Results from the Quantitative Evaluation (Section 4)
In Section 4, we provide the tentative quantitative results of our nine risk models in order to demonstrate the many use cases of risk modeling and create scrutiny, debate, and criticism around specific values so that we can iteratively work toward more exact estimates. Given the nascency of the science of AI risk modeling and the limitations of our methodology, we do not recommend making use of the exact numbers for decision-making at this time. We provide detailed results of our early comparative findings (intra- and inter-model) as a proof of concept for the potential value in quantitative risk modeling. Interesting results indicated by the models include:
- For seven out of nine scenarios, the models indicate that state of the art (SOTA) (at the time of conducting experiments) AI systems provide uplift relative to the baseline, i.e., the estimated total risk is higher when malicious actors’ use AI at current capabilities.

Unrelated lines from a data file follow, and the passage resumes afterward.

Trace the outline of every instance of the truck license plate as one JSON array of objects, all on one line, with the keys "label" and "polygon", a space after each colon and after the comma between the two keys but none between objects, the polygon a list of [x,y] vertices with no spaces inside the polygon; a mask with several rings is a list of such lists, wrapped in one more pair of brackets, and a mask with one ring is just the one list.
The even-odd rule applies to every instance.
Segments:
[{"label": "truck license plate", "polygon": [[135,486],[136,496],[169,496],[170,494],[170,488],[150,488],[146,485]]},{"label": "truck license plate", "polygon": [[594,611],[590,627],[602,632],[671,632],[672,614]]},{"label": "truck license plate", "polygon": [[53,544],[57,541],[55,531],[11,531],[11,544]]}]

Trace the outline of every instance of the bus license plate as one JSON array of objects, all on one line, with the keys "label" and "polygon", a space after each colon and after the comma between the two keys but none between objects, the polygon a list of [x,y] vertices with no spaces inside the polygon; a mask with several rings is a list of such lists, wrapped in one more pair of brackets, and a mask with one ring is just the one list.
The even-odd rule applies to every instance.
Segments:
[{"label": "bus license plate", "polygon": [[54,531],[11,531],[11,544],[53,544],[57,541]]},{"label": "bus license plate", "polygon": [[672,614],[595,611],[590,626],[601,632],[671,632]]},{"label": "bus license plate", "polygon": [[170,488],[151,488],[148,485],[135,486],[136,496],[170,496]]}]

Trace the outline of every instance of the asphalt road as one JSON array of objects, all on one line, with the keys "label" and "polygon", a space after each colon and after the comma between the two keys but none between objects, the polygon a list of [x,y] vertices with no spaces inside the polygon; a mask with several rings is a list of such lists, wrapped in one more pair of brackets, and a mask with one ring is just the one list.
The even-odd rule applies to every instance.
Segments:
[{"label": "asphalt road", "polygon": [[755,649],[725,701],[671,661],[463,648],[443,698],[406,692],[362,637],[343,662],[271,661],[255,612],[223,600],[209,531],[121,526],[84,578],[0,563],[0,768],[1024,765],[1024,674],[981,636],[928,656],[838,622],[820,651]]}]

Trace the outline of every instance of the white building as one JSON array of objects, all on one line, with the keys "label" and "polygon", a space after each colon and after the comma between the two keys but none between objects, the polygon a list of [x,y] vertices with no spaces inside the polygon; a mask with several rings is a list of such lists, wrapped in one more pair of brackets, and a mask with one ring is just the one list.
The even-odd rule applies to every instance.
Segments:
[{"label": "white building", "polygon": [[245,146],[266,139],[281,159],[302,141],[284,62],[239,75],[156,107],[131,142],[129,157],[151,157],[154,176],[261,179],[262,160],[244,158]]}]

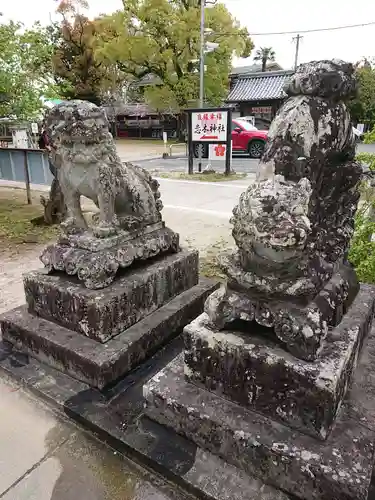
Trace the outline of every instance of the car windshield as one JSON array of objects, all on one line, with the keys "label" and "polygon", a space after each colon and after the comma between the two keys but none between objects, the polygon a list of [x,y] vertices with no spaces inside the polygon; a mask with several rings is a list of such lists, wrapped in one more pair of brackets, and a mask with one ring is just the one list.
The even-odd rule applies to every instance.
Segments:
[{"label": "car windshield", "polygon": [[245,130],[258,130],[256,127],[254,127],[254,125],[251,125],[251,123],[247,122],[246,120],[237,120],[237,122]]}]

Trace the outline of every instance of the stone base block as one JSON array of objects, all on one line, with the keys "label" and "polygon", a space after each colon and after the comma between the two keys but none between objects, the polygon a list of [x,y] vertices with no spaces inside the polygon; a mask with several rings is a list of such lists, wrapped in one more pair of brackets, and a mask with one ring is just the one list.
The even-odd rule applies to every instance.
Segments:
[{"label": "stone base block", "polygon": [[326,439],[374,314],[375,287],[361,285],[314,362],[294,358],[255,321],[213,331],[205,313],[184,330],[189,381],[256,412]]},{"label": "stone base block", "polygon": [[2,337],[15,349],[102,389],[181,331],[216,287],[212,280],[201,280],[106,344],[29,314],[25,306],[0,316]]},{"label": "stone base block", "polygon": [[98,290],[110,285],[117,272],[133,262],[178,249],[179,235],[160,222],[107,238],[96,238],[92,233],[62,237],[49,245],[40,258],[49,272],[76,275],[87,288]]},{"label": "stone base block", "polygon": [[105,290],[73,276],[24,276],[28,310],[98,342],[107,342],[199,280],[198,252],[182,251],[129,269]]},{"label": "stone base block", "polygon": [[246,473],[304,500],[365,500],[373,431],[346,413],[320,442],[185,380],[179,355],[143,389],[146,414]]}]

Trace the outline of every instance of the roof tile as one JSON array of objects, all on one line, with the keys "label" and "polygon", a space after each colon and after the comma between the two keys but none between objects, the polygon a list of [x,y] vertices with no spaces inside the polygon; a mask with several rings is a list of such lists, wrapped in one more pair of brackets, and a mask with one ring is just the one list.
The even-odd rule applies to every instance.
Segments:
[{"label": "roof tile", "polygon": [[[276,73],[276,72],[275,72]],[[264,74],[264,76],[240,76],[226,101],[262,101],[286,97],[283,87],[292,72],[284,74]]]}]

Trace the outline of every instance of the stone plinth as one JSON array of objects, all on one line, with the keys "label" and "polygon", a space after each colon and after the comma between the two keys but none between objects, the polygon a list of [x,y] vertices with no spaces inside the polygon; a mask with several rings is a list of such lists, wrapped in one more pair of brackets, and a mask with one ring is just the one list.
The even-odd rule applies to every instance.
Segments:
[{"label": "stone plinth", "polygon": [[186,381],[183,356],[145,386],[146,414],[249,475],[303,500],[365,500],[375,434],[340,416],[325,442]]},{"label": "stone plinth", "polygon": [[25,306],[0,316],[2,336],[15,349],[103,389],[179,333],[216,287],[201,280],[105,344],[30,314]]},{"label": "stone plinth", "polygon": [[131,268],[104,290],[46,271],[26,274],[24,285],[30,313],[107,342],[198,280],[198,252],[182,251]]},{"label": "stone plinth", "polygon": [[271,328],[254,321],[242,322],[242,331],[213,331],[203,313],[184,329],[187,380],[326,439],[370,328],[374,305],[374,287],[362,285],[315,362],[286,352],[271,337]]},{"label": "stone plinth", "polygon": [[41,261],[49,272],[63,271],[83,281],[85,287],[98,290],[134,262],[178,249],[179,235],[159,222],[107,238],[98,238],[92,231],[63,236],[43,251]]}]

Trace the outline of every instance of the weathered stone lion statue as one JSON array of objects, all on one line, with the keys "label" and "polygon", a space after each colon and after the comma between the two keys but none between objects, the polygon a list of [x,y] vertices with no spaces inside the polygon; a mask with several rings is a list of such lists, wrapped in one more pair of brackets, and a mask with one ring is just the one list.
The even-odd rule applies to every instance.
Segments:
[{"label": "weathered stone lion statue", "polygon": [[362,176],[346,104],[354,67],[302,64],[284,90],[257,183],[233,211],[238,248],[221,260],[227,285],[205,310],[212,328],[254,319],[313,360],[359,290],[346,260]]},{"label": "weathered stone lion statue", "polygon": [[[158,182],[121,162],[100,108],[63,102],[46,118],[46,130],[66,204],[63,234],[40,257],[49,272],[76,275],[87,288],[100,289],[135,261],[178,252],[179,235],[162,220]],[[99,208],[93,224],[83,216],[81,196]]]},{"label": "weathered stone lion statue", "polygon": [[53,163],[67,206],[67,234],[87,229],[80,197],[99,208],[94,235],[135,229],[161,220],[158,183],[143,169],[121,163],[104,112],[87,101],[66,101],[46,120]]}]

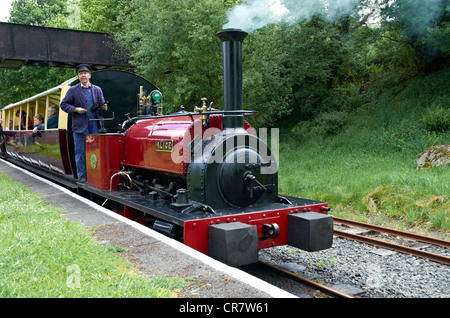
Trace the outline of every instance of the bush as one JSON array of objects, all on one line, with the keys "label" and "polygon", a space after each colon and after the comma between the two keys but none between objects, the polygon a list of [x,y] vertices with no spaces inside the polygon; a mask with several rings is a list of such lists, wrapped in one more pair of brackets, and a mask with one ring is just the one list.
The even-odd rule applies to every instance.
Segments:
[{"label": "bush", "polygon": [[311,122],[300,122],[292,128],[297,141],[303,142],[314,136],[336,136],[347,123],[348,113],[332,110],[318,114]]},{"label": "bush", "polygon": [[317,123],[316,127],[319,128],[322,134],[335,136],[344,127],[347,121],[347,113],[333,110],[319,114],[314,121]]},{"label": "bush", "polygon": [[445,132],[450,127],[450,110],[433,104],[422,116],[422,122],[429,131]]}]

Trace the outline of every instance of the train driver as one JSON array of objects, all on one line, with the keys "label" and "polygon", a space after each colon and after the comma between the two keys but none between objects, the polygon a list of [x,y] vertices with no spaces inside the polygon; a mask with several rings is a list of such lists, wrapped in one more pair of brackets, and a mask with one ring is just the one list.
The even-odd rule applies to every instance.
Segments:
[{"label": "train driver", "polygon": [[[72,115],[72,131],[75,144],[75,164],[78,180],[86,182],[85,134],[98,134],[99,120],[107,110],[102,89],[90,83],[91,69],[85,64],[76,67],[80,84],[74,85],[61,102],[61,109]],[[90,120],[94,119],[94,120]]]}]

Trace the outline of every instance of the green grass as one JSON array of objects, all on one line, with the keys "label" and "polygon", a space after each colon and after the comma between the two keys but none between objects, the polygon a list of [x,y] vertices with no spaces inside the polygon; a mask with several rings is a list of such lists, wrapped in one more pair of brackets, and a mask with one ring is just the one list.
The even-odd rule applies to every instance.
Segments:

- At “saturation”, i.e., when AI can reliably perform all tasks in the benchmarks we use, the models indicate that the total risk estimates are again significantly higher than the SOTA-level.
- Across risk models, the models do not suggest a uniform pattern (i.e., AI is not consistently helping low-level or high-level attackers more)
- None of the four risk factors (number of actors, number of attempts, probability of success, and damage per attack) is suggested to play the key role in uplift, but rather all contribute to the increase in risk across different scenarios, i.e., AI helps with both “quantity” and “quality”.
- The models suggest that AI provides more uplift for three MITRE tactics, Execution, Impact, and Initial Access, relative to the other eleven. However, there is significant variability in uplift within each factor.
Limitations and Future Work (Section 5)
This is, to our knowledge, one of the first attempts at building a systematic procedure for quantitative modeling of cybersecurity risks arising from AI misuse. Therefore, we acknowledge a number of limitations with our methodology and discuss them at length in Section 5 to guide future work.